28.11.10 | par Le Grincheux | Catégories: Mauvaise humeur

J'ai horreur d'abandonner un livre en chemin, même mauvais. Récemment, j'ai pu lire « les Bienveillantes » de Jonathan Littell. Je me disais naïvement que cet ouvrage devait être intéressant puisqu'il a obtenu le 26 octobre 2006 le Grand Prix du roman de l’Académie française, suivi du prix Goncourt le 6 novembre 2006. En décembre 2006, il a même été élu Meilleur livre de l'année 2006 par le magazine Lire, ce qui prouve que n'importe quel livre peut obtenir un prix littéraire.

Je n'ai aucune idée des autres livres en concurrence, mais vu la qualité « des Bienveillantes », ils ne devaient franchement pas être fameux. À moins qu'il ne s'agisse du thème abordé.

Faisons simple. Personnellement, je n'avais aucune idée de la biographie de l'auteur et j'ai directement attaqué ce pavé de neuf cents pages dans l'édition de la collection NRF. Le sujet principal est, à moins que je n'aie strictement rien compris à cet ouvrage, le fait que tout homme peut devenir un monstre et que sa monstruosité peut naître des événements.
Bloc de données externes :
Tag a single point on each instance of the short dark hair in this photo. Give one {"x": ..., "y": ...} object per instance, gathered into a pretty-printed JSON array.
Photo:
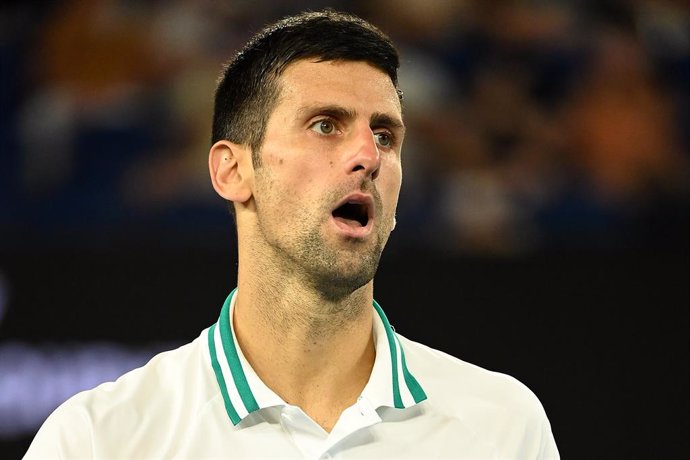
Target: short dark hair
[{"x": 248, "y": 89}]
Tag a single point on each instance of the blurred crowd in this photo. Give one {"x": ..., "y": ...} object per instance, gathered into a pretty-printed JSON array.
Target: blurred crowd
[{"x": 532, "y": 125}]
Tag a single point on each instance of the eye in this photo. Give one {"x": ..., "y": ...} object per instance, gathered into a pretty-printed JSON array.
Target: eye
[
  {"x": 323, "y": 127},
  {"x": 384, "y": 139}
]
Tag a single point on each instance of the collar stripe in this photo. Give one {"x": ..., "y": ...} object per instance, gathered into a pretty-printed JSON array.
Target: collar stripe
[
  {"x": 397, "y": 399},
  {"x": 233, "y": 393},
  {"x": 229, "y": 408},
  {"x": 233, "y": 359},
  {"x": 413, "y": 385}
]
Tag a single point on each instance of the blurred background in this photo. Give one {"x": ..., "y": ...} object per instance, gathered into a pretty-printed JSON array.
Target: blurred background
[{"x": 542, "y": 228}]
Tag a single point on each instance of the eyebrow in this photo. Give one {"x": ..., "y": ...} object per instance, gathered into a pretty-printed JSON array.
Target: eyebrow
[{"x": 377, "y": 119}]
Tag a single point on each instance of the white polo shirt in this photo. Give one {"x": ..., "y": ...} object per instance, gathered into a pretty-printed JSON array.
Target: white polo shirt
[{"x": 203, "y": 400}]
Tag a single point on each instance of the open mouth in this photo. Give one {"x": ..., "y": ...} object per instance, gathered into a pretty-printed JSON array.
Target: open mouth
[{"x": 354, "y": 213}]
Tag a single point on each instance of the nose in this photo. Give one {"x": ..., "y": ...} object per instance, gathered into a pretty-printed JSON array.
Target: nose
[{"x": 365, "y": 154}]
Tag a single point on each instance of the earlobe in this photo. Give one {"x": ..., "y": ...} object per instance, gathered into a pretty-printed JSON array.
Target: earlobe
[{"x": 231, "y": 168}]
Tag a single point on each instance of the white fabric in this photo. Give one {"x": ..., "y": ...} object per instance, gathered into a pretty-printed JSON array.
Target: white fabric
[{"x": 172, "y": 408}]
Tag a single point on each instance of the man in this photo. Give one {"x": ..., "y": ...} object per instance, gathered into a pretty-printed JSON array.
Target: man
[{"x": 302, "y": 363}]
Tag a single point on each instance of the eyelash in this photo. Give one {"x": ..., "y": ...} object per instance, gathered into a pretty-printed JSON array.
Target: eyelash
[{"x": 315, "y": 124}]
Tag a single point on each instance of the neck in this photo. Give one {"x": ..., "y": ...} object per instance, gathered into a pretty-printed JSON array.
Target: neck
[{"x": 314, "y": 352}]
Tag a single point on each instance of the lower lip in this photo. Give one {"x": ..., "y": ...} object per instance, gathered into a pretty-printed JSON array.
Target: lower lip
[{"x": 351, "y": 231}]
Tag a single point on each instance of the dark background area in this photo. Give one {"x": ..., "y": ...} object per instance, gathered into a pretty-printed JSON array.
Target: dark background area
[{"x": 542, "y": 229}]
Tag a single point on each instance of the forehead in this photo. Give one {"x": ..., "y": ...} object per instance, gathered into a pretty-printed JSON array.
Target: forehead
[{"x": 349, "y": 83}]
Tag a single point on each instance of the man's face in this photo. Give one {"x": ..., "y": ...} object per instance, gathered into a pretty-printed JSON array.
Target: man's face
[{"x": 328, "y": 187}]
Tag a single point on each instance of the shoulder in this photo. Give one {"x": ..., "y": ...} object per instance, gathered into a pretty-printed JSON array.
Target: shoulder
[
  {"x": 456, "y": 379},
  {"x": 499, "y": 408},
  {"x": 146, "y": 399}
]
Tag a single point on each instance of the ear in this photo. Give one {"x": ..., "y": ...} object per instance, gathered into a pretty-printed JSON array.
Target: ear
[{"x": 231, "y": 170}]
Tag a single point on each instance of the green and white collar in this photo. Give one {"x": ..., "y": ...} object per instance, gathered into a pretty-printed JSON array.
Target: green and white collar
[{"x": 391, "y": 384}]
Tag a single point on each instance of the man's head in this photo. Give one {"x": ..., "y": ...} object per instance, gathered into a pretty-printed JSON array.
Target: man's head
[
  {"x": 308, "y": 133},
  {"x": 249, "y": 88}
]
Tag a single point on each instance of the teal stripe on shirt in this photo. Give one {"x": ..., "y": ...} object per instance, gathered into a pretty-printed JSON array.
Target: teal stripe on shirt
[{"x": 233, "y": 359}]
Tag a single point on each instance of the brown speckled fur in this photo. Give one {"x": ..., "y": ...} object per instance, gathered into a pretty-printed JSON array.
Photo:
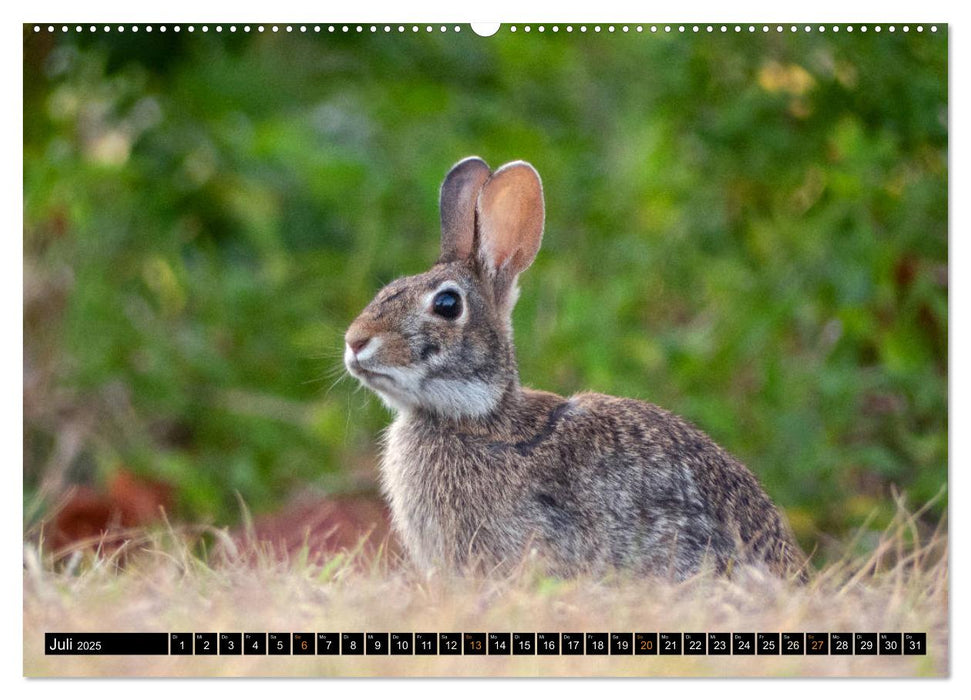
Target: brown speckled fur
[{"x": 480, "y": 471}]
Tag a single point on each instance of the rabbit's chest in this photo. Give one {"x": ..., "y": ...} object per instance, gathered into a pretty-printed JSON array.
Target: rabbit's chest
[{"x": 444, "y": 497}]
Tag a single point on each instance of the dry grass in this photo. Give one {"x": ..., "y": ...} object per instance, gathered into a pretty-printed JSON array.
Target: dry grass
[{"x": 157, "y": 583}]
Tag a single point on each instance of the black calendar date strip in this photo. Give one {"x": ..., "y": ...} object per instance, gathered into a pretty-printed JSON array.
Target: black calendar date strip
[{"x": 487, "y": 644}]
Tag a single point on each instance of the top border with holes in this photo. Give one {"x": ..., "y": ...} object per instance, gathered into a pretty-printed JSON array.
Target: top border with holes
[{"x": 512, "y": 28}]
Jusque-là, pourquoi pas. Mais pourquoi vouloir à tout prix illustrer ce propos par l'histoire d'un allemand au cours de la seconde guerre mondiale ? Au bout des neuf cents pages d'une écriture inégale — j'ai compté une phrase qui faisait deux pages dans mon édition Gallimard NRF, ce qui fait tout de même beaucoup ! — ponctuées de scènes dont on se demande ce qu'elles viennent faire dans le récit, de digressions et d'invraisemblances, je n'arrive pas à savoir s'il s'agit d'une mystification, d'une authentique œuvre d'art ou d'un roman à ranger directement dans les oubliettes de l'histoire et juste bon à caler un meuble bancal.
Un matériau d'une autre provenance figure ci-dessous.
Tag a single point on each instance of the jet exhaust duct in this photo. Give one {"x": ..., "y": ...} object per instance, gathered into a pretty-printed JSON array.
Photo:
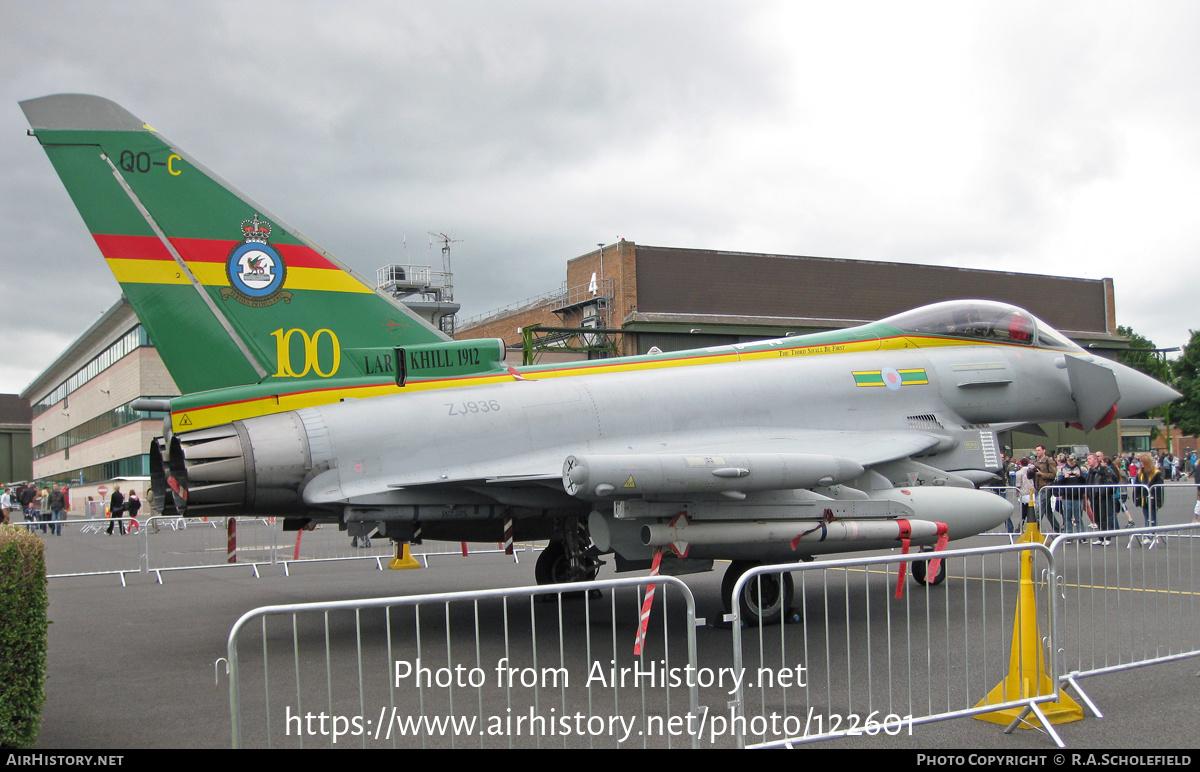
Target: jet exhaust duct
[{"x": 255, "y": 466}]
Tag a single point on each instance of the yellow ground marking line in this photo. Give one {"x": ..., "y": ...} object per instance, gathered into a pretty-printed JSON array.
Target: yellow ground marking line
[{"x": 1017, "y": 581}]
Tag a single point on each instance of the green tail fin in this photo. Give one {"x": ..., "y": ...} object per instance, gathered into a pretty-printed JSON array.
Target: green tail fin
[{"x": 228, "y": 293}]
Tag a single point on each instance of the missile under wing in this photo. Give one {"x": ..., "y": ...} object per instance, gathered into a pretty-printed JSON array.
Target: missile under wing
[{"x": 868, "y": 437}]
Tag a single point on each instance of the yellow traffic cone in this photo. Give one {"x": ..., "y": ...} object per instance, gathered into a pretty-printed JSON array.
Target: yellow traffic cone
[
  {"x": 1026, "y": 668},
  {"x": 403, "y": 560}
]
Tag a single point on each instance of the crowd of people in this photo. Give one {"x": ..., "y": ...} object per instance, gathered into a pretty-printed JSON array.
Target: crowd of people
[
  {"x": 45, "y": 509},
  {"x": 1077, "y": 500}
]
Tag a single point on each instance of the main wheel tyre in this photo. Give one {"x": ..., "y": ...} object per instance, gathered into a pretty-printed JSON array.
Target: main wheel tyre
[
  {"x": 765, "y": 598},
  {"x": 919, "y": 568},
  {"x": 553, "y": 567}
]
J'ai quelques connaissances d'Allemand, de sérieuses connaissances même puisqu'à une certaine époque je lisais Kafka dans le texte, et je m'intéresse depuis assez longtemps à l'histoire de l'Europe entre 1919 et 1945. Même avec ce bagage, la lecture est ardue puisqu'il faut sans cesse se référer au lexique fourni en annexe pour les grades des différentes armes — à tel point que même l'auteur se prend par moment lui-même les pieds dans le tapis ce qui n'est que justice — et surtout aux organigrammes du régime nazi et de la machine militaro-politique qui lui n'est pas fourni.

Le narrateur principal, le docteur Maximilien Aue, a vécu toutes les grandes étapes de la seconde guerre mondiale en partant de simple militaire du Sicherheitsdienst dépendant du Schutzstaffel plus prosaïquement appelé SS. Il est assez amusant de constater que ce narrateur a pu grimper tous les niveaux de la hiérarchie jusqu'à avoir accès à Sperr ou au Reichsführer Heinrich Himmler, d'autant que le Sicherheitsdienst a toujours été en conflit plus ou moins ouvert avec l'Abwehr, service de renseignement de l'armée qui voyait le Schutzstaffel en général et le Sicherheitsdienst plutôt d'un mauvais œil. Jonathan Littell a même cru bon d'ajouter une scène dans laquelle le narrateur tordait le nez au chancelier Adolf Hitler dans son bunker alors qu'il recevait la Croix de guerre en or de ses mains à la suite de ses bons et loyaux services. On croit rêver !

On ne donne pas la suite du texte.